Periodic Reporting for period 1 - EPOC (Explaining and Predicting the Ocean Conveyor)
Período documentado: 2022-07-01 hasta 2023-12-31
The AMOC is a key component of the climate system, responsible for ocean heat and freshwater transport, associated with the ventilation of anthropogenic carbon, and anticipated to experience or drive climate tipping points. Due to its identification as a potential tipping element in the climate system–a process which, through incremental perturbation, can be forced into a qualitatively different state–it has received substantial attention. From paleo-records, it has been deduced that the AMOC has the potential to rapidly switch between an “on” state with a strong overturning circulation, and an “off” state with a weak or absent circulation, where these switches between on and off states have been used to explain glacial-interglacial cycles. One such example includes the collapse of an ice sheet in the northern hemisphere, where the rapid input and spread of a large volume of freshwater is hypothesised to have shutdown the AMOC, switching from an on to an off state. The concern now is that in a warming climate, the remaining northern hemisphere ice sheet (e.g. the Greenland ice sheet) or the intensification of the hydrological cycle, could input sufficient freshwater to the North Atlantic to slow or shutdown the AMOC. The subsequent reorganisation of the climate system following a shutdown of the AMOC could be dramatic, resulting in changing distributions of mean and variable temperatures and weather patterns. While the IPCC report in 2021 (chapter 9) indicated that there is high confidence that the AMOC will decline in the 21st century, there is low confidence in the magnitude of the decline and only medium confidence that it will not collapse by 2100. At the same time, the IPCC assessment reduced confidence (from medium to low confidence) in whether the AMOC is already declining, where one of the reasons given for this change in confidence (relative to the SROCC report in 2019) was the identification of missing key processes in the numerical simulations used to predict AMOC future evolution. This identification was enabled by the extensive AMOC observing efforts currently ongoing in the Atlantic.
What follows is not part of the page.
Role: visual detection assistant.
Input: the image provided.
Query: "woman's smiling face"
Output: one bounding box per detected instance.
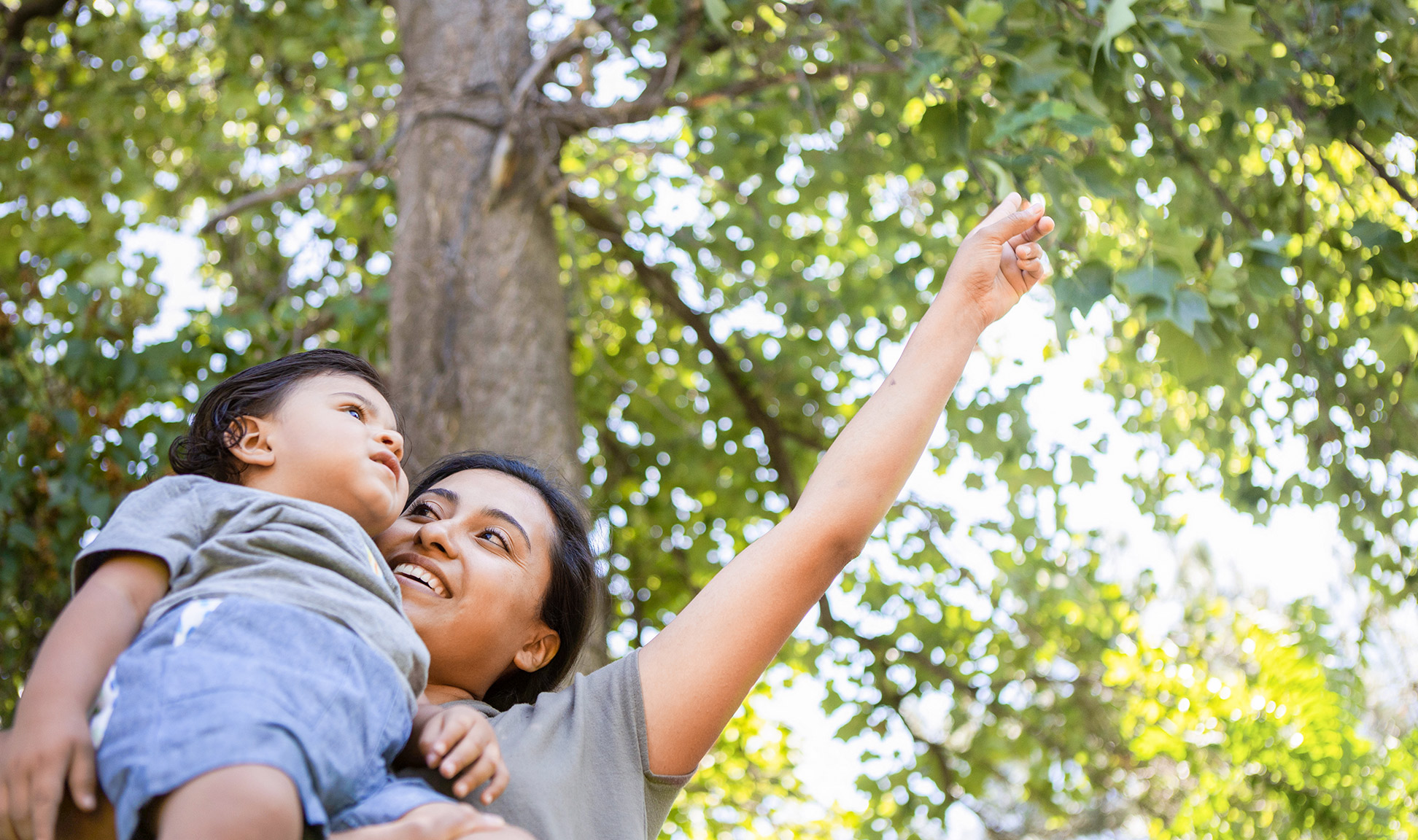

It is against this backdrop that the EPOC project is formed. Outcomes from EPOC are anticipated to firstly deepen our process-level understanding of this complex circulation system, and through these results, to contribute to assessment of past AMOC change and its future evolution. Specifically, we will use multi-observational consistent approaches to diagnose AMOC variability in the instrumental period (since 1993), and re-evaluation and tests of the robustness of various paleo-proxies for AMOC variability since 1850. In addition, EPOC will use high resolution coupled climate models, with grid spacing roughly 10 x finer than the models used in the coupled model intercomparison project (CMIP). These modelling efforts will test and capitalise on the expectation that finer horizontal resolution can reduce model biases, leading to higher fidelity representation of the AMOC and thus more confidence in its representation of key processes.
In addition to contributing to assessments, EPOC will further work towards a more sustainable next generation observing system of the AMOC. Many of the recent advances in our understanding of the AMOC system and what is missing in climate models are due to the recent (since 2000) observing efforts in the Atlantic; however the system has not necessarily been optimised and currently represents substantial investments by multiple national and international consortia. Through both modelling and observing tests to be carried out within EPOC, we will make a recommendation for a future AMOC observing system, considering the AMOC across the whole Atlantic and incorporating next generation technologies where appropriate.